Showing posts with label The Aviator's Wife. Show all posts
Showing posts with label The Aviator's Wife. Show all posts

Feb 8, 2013

Book Review: The Aviator's Wife by Melanie Benjamin


Title: The Aviator's Wife: A Novel by Melanie Benjamin
Published January 15, 2013; Delacorte Press
Genre: historical fiction
Rating: 5/5

About the book: an historical novel about the famous aviator Charles Lindbergh and his wife and copilot, Anne Morrow Lindbergh.
"Certainly, despite his accomplishments, his busy schedule, Charles was never content.  The other morning, I happened to glimpse him as he left for work.... And I felt uneasy watching him leave, wondering for the first time, if today was the day he would decide to jump into a plane and fly away from me for good."(ch. 9, Advance Reader's Edition). 
The novel portrays Anne Morrow Lindbergh as a woman who willingly came second to her husband, the famous aviator who gained fame when he flew solo from New York to Paris on the now famous monoplane, The Spirit of St. Louis, in May 1927.  Charles carefully molded her life after their marriage, and made her into an aviatrix who became his copilot on numerous subsequent flights. He even insisted she leave her infant son Charlie to accompany him on a six month flying trip around the world, a compromise she reluctantly made.

Things changed for the famous couple after the kidnapping and murder of their first son. The couple moved to England to avoid the scrutiny of the press and the country, and Charles demanded that Anne never speak about the baby Charlie, not even to the five children they had afterwards.

Charles Lindberg is portrayed in the book as driven - a perfectionist, an almost obsessive compulsive man, in my thinking. With an eye always to the future, he hardly had time to spend with his children as they were growing up, leaving it up to Anne as he flew around the world in many capacities including being a flying consultant. Anne is seen as a woman searching for herself while raising her children alone. Charles encouraged her to write, which she did, and she helped him polish his memoir of his famous first flight, The Spirit of St. Louis, a book which won him a Pulitzer Prize and which was also made into a popular film. She also wrote her now famous book, Gift from the Sea.

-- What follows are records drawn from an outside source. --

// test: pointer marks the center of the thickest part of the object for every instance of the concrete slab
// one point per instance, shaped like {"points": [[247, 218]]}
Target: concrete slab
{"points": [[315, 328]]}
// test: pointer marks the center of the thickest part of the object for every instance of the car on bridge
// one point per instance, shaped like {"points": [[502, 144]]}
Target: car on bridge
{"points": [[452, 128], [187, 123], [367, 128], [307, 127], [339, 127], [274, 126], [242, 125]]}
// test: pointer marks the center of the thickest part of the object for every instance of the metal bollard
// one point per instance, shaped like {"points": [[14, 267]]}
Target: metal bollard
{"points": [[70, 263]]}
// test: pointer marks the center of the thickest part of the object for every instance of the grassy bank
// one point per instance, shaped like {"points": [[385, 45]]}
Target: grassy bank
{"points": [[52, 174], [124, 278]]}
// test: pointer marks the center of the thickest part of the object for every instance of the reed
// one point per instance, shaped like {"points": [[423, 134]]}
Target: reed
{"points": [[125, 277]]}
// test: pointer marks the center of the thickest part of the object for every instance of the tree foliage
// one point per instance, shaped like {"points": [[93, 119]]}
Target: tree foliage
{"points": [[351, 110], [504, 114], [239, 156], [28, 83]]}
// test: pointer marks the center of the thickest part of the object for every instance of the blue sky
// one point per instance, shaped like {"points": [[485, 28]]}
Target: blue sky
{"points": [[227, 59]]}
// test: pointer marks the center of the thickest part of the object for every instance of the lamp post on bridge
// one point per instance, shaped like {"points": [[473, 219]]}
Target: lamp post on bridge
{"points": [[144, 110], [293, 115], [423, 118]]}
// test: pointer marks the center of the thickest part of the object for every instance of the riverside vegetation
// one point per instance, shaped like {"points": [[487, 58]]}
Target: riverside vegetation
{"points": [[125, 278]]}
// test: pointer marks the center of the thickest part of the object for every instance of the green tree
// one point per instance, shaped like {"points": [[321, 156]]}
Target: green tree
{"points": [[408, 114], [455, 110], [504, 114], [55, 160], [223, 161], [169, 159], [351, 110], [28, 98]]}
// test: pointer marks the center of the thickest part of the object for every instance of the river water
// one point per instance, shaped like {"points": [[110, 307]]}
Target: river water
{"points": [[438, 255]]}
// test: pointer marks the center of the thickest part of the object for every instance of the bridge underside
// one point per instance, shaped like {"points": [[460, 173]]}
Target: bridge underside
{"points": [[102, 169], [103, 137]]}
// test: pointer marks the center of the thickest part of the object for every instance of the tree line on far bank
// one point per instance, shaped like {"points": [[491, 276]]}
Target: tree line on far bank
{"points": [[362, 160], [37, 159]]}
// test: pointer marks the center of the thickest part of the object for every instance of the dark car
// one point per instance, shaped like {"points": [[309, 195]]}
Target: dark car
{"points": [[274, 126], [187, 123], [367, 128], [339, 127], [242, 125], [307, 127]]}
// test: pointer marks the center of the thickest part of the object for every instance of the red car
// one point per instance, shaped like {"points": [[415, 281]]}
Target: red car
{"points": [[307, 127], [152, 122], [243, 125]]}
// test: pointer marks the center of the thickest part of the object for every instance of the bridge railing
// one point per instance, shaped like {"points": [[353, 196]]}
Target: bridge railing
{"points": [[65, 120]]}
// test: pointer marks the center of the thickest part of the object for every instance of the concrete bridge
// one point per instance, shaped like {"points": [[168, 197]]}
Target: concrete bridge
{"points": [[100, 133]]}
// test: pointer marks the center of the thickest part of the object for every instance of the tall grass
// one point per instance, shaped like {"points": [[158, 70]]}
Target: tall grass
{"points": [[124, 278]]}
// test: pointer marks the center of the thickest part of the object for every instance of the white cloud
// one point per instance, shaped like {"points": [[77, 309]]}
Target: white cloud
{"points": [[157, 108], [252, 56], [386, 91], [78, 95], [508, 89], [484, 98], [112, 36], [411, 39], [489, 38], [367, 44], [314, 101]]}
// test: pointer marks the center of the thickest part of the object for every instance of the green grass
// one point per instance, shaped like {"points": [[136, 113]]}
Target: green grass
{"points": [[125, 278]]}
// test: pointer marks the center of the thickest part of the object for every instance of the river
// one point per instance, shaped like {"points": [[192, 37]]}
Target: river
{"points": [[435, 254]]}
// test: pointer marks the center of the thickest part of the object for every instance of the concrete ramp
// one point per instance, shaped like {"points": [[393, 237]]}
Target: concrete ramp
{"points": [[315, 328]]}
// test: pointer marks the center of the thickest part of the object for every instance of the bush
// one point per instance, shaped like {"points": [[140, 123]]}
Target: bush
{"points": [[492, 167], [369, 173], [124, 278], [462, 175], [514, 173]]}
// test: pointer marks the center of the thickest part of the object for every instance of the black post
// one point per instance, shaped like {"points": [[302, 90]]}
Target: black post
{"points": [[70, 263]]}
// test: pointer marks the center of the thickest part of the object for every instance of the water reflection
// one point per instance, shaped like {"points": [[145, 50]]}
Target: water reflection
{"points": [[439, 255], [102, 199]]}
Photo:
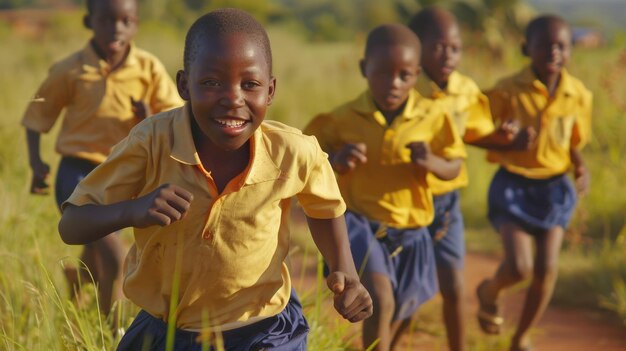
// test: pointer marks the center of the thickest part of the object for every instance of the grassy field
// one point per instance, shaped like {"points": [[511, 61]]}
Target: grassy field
{"points": [[34, 310]]}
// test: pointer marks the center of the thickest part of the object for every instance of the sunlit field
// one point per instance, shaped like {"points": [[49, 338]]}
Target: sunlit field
{"points": [[35, 312]]}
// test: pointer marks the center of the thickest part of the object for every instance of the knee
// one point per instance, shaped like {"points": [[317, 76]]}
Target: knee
{"points": [[384, 304], [451, 289], [520, 270]]}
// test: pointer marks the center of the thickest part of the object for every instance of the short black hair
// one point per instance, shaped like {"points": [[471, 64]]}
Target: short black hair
{"points": [[428, 19], [542, 23], [222, 22], [388, 35]]}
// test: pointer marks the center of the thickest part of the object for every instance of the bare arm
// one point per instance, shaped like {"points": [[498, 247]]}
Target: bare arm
{"points": [[88, 223], [442, 168], [581, 174], [351, 299]]}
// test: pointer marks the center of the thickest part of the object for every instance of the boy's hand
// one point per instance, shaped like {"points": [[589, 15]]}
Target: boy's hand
{"points": [[525, 139], [420, 154], [582, 180], [351, 299], [141, 110], [348, 157], [163, 206], [38, 184]]}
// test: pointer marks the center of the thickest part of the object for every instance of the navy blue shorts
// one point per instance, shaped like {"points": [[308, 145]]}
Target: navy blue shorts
{"points": [[287, 331], [71, 171], [536, 205], [448, 231], [405, 256]]}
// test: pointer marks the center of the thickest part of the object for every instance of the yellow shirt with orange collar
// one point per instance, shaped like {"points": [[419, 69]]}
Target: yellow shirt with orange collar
{"points": [[468, 108], [230, 247], [388, 188], [97, 102], [562, 121]]}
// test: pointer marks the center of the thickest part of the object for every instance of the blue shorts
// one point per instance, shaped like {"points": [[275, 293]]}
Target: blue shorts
{"points": [[71, 171], [448, 231], [405, 256], [287, 331], [536, 205]]}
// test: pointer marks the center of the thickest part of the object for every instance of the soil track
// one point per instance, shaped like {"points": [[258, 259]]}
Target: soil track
{"points": [[561, 329]]}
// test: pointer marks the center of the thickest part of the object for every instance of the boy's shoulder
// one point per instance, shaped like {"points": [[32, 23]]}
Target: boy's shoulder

When does a hero stop being a hero, the book made me wonder. The novel goes into the controversial wartime period when Charles's speeches seemed to support Hitler and the Nazis. He redeemed himself after the war, and became once again busy, being asked by the likes of Henry Ford and Pan Am to lend them his technical expertise. But this book is about Anne Morrow Lindberg, how she saw her life with Charles Lindbergh, the kidnapping of their son, her up and down life with her famous husband, and how she finally came into her own, toward the end of Charles's life.

The historical details are there in the book, but the feelings of Anne Morrow Lindbergh are a portrayal based on her diaries, letters, and books. Anne comes across as a very real person that you get to know intimately in the book. I think this novel is a stunning achievement as historical fiction. I recommend it for those interested in the Lindberghs and in American historical fiction.

Thanks to the publisher for an Advance Reader's Edition of this book.